« Il est trop tard pour rattraper ces moments de toute façon. » Elle lui en sert un sourire contrit, consciente qu’il a raison, et que tergiverser sur le sujet, ne rendrait que plus douloureuse la plaie.
« Et oui, il nous reste encore plein de choses à vivre. » Elle préfère entendre ça, elle est convaincue que malgré tout, ce sera super, ce rôle de papa.

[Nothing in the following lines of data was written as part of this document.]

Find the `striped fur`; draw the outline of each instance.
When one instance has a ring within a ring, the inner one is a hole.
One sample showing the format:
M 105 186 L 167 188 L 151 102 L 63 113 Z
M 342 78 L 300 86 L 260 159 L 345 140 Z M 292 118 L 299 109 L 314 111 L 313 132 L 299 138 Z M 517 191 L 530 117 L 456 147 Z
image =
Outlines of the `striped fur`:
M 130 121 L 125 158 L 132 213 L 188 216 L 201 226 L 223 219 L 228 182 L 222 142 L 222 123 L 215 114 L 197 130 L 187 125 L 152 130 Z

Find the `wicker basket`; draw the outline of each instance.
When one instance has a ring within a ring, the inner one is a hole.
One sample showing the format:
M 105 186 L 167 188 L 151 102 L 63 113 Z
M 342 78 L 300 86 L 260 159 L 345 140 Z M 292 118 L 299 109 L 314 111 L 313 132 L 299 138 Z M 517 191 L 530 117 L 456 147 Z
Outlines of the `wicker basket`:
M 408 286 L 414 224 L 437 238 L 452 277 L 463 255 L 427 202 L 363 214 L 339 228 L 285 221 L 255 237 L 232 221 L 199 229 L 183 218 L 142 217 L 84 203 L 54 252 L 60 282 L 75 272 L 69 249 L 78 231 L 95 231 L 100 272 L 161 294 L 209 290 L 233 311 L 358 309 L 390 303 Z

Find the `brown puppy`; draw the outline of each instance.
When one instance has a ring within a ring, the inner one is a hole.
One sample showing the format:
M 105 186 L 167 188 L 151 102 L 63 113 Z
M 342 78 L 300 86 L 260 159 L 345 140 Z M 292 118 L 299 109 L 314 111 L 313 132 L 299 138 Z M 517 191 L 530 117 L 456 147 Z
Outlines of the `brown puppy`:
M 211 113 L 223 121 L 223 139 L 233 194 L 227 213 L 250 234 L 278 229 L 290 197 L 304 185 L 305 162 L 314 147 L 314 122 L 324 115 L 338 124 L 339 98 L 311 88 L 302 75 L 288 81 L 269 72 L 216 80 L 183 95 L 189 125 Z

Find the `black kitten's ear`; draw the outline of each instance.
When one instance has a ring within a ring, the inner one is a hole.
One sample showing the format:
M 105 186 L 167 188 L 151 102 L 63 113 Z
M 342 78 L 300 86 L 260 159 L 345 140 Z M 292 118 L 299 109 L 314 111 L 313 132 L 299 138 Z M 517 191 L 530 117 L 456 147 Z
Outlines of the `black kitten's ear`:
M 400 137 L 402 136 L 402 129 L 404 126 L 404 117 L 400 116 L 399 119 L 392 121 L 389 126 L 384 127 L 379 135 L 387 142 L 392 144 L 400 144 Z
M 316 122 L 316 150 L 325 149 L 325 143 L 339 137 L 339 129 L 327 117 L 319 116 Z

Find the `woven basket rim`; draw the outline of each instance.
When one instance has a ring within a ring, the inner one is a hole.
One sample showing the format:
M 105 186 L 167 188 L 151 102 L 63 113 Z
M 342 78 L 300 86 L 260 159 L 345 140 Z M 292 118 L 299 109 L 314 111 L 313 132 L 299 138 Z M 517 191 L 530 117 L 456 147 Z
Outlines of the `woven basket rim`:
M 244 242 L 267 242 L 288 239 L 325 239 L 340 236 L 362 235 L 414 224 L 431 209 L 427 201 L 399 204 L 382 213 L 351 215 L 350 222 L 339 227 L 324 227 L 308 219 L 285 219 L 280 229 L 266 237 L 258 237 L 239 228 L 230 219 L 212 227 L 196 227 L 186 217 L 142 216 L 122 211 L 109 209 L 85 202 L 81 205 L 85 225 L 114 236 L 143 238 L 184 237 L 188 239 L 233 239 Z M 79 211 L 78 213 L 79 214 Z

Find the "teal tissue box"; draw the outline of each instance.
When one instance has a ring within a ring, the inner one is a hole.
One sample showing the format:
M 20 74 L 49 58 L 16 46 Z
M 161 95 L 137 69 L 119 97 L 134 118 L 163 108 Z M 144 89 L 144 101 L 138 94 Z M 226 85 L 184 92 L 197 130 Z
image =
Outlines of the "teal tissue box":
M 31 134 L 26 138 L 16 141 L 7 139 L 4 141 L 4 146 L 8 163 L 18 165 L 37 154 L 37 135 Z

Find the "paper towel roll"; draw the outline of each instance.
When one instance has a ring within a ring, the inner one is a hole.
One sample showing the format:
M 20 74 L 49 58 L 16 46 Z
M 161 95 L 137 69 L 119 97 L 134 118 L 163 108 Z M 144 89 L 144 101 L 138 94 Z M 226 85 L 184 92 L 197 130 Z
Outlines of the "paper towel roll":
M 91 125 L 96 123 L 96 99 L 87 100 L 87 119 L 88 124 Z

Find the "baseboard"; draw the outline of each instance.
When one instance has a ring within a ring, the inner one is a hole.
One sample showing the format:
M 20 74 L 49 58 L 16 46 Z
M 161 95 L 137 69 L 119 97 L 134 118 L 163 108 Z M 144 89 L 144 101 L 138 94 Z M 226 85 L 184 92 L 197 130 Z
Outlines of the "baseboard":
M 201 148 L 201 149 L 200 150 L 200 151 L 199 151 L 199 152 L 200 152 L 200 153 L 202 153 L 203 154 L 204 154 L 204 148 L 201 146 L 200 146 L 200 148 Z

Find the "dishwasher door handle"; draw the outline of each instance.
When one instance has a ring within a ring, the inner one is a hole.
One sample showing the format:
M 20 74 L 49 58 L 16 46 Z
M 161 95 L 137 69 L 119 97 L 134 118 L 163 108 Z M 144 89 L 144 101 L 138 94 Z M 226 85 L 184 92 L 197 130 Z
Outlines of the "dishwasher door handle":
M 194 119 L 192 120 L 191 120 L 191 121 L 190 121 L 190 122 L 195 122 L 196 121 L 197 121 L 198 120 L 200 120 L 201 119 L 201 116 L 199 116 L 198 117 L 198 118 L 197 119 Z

« Et vu la puissance de la fierté parentale, crois moi, j’ai pas fini de la trouver incroyable. » L’amérindienne craque un sourire beaucoup plus enjoué et sincère,
« Ca je n’en doute pas. » Après tout, ce n’est pas nouveau, elle trouve les enfants géniaux.
La conversation se poursuivant, ils finissent par évoquer les choix, les différentes possibilités, ce qu’il aurait pu faire, et les choses qu’il a décidé d’entreprendre. Certains seraient partis, Haiwee le sait, ce n’est pas tout le monde qui peut assumer ses responsabilités.
« C’est vrai, et j’y ai songé… » C’est normal, dans le fond, sa fille elle n’était pas dans ses prévisions,
« Mais aucune autre option ne me semblait correcte et puis… Ayant moi même passé une partie de mon enfance sans père, je sais ce qu’on peut ressentir de ne pas avoir de réponse à cette question. » Elle comprend, évidemment, et reste silencieuse quelques instants, appréciant le fait qu’ils en sont à ce stade-là dans leur amitié, de pouvoir parler de leurs enfances, sans le réfléchir, ou hésiter. Bien sûr, elle est touchée par cette absence qu’il a dû subir, faute de son propre père, protecteur, qui l’a regardé grandir, qui lui manque aujourd’hui, plus que ce qu’elle ne saurait le dire.
« Et maintenant, tu ne regrettes pas. » D’avoir opté pour ce chemin-là. La fierté, elle transpire jusque dans le bout de ses doigts.
Les détails restés en suspens en ce qui concerne la relation qu’elle entretient avec Sheng depuis bientôt deux ans, il vient renchérir d’un
« Mais … ? » quand elle prend la tangente et penche pour le fait de commander, se réjouissant de voir que lui aussi le fait.
« Je vais prendre un café aussi, et des churros. » Elle approuve le choix, d’un sourire et d’un hochement de tête satisfait.
« Attends, prend la deux minutes s’il te plaît. » Prise de court, elle se laisse envahir par l’être de la petite, et dans le fond, la porter, elle le fait volontiers.
« C’est moi qui offre. » Evidemment, elle a envie de rechigner, mais d’un autre côté, elle se complait dans le rôle de tante improvisée d’Anaé.
« Fais attention à tes cheveux. En ce moment ça l’intrigue, elle aime bien s’y accrocher. Sa mère en fait régulièrement l’expérience. » Elle prend note, replaçant d’un geste tendre la petite entre ses bras, l’un de ses bras soutenant son corps, de sa main nouvellement libre, elle vient attraper ses petits doigts, s’amusant avec elle le temps qu’il paie et récupère ce qu’ils viennent de commander.
« T’en fais pas, je ne suis pas douillette. » qu’elle confie à l’enfant, comme un secret, soulignant son droit d’entortiller ses phalanges à ses boucles brunes si l’envie lui prenait. D’une petite voix, elle poursuit sur sa lancée
, « C’est parce que t’as hâte d’en avoir des aussi longs, n’est-ce pas ? » Mais pour réponse, elle n’obtient que des gazouillis animés.
« Je suis sûre que papa adorera te coiffer. » un brin moqueuse, convaincue que les nattes ne sont pas sa spécialité. Et les mains chargées de son ami la convainquent de ses prochains mouvements,
« Je te repose le temps du café. » Impossible pour elle d’imaginer que par maladresse elle pourrait la brûler. Alors elle l’installe dans la poussette, un sourire tendre sur ses lèvres vissé au moment de l’attacher. Et reprend quand elle récupère sa boisson et son bretzel …
« Mais … on n’en est pas au même point. » Pour lui, il sera plus long le chemin.
« Ce n’est pas grave, » qu’elle annonce en buvant un gorgée,
« je l’attends. » L’exclusivité viendra quand ce sera, pour lui, le bon moment.